The advent and rapid development of single-cell technologies have made it possible to study cellular heterogeneity at an unprecedented resolution and scale. Cellular heterogeneity underlies phenotypic differences among individuals, and studying cellular heterogeneity is an important step toward our understanding of the disease molecular mechanism. Single-cell technologies offer opportunities to characterize cellular heterogeneity from different angles, but how to link cellular heterogeneity with disease phenotypes requires careful computational analysis. This project proposes to develop computational strategies for the analysis of single-cell data for various purpose, including batch effect removal, missing gene imputation, cell type identification and cell differentiation trajectory. We also describe how single-cell data can be integrated with bulk tissue data and data generated from genome-wide association studies.

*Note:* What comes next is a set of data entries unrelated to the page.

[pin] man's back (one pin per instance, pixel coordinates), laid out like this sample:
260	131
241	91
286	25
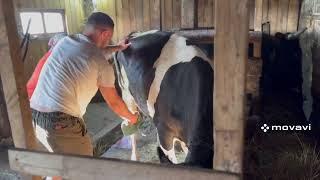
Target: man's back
71	76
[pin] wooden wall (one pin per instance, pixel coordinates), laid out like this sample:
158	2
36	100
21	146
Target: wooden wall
135	15
283	15
142	15
74	19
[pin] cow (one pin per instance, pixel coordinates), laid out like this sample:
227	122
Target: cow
170	81
281	80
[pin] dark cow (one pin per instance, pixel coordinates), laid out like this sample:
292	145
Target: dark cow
168	80
281	80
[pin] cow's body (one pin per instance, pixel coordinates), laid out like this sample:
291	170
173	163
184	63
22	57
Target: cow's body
171	82
282	76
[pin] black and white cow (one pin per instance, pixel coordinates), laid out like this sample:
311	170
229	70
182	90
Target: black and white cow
282	79
168	80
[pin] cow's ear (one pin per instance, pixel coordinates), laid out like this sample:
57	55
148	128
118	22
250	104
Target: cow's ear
162	157
296	35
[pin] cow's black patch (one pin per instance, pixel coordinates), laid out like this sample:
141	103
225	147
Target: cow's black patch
183	110
281	81
138	62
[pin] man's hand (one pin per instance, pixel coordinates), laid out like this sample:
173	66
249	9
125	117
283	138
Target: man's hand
117	105
123	44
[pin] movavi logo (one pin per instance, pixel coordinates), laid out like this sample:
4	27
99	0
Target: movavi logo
266	128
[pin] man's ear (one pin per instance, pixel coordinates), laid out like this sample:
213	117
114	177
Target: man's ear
107	33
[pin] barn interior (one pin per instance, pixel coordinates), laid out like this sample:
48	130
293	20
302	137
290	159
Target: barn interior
282	80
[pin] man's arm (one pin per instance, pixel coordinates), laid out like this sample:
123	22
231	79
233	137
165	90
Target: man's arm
33	81
115	102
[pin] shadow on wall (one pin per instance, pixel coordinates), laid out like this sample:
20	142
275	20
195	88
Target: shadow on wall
5	130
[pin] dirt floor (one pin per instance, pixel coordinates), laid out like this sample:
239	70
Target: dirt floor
146	147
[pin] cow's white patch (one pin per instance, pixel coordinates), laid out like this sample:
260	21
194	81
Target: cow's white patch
171	154
138	34
174	52
126	95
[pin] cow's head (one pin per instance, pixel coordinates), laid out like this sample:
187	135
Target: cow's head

Recent technology advances in spatial transcriptomics (ST) have enabled gene expression profiling while preserving spatial location information in tissues. ST has been applied to study diverse tissues, and these applications have transformed our views of transcriptome complexity. A popular ST technology is based on spatial barcoding followed by next-generation sequencing in which transcriptome-wide gene expression is measured in spatially barcoded spots. Data from ST technologies are typically complemented by high-resolution hematoxylin and eosin (H&E) stained histology images of the same tissue section, which are invaluable for examining cellular morphology and how it changes over embryonic development or disease progression. This project proposes to develop computational tools to combine gene expression and histological features within spatial context to inform the origin, developmental trajectory, and progression of complex diseases.

The adoption of digital pathology has enabled the curation of large repositories of gigapixel whole-slide images (WSIs). WSIs are invaluable for examining cellular morphology and how it changes over embryonic development or disease progression. Many existing methods employ well-trained deep neural networks to extract image features from histology images, and then use these image features for downstream analysis. A drawback of using deep neural networks, e.g., ResNet and Vision Transformer (ViT), is that these models require a large number of well-annotated images from pathologists for model training, which limits their usefulness. This project aims to develop label-free machine learning method for medical imaging data analysis. The developed tools be easily applied to studies where training samples are not available and bypass cumbersome labeling steps.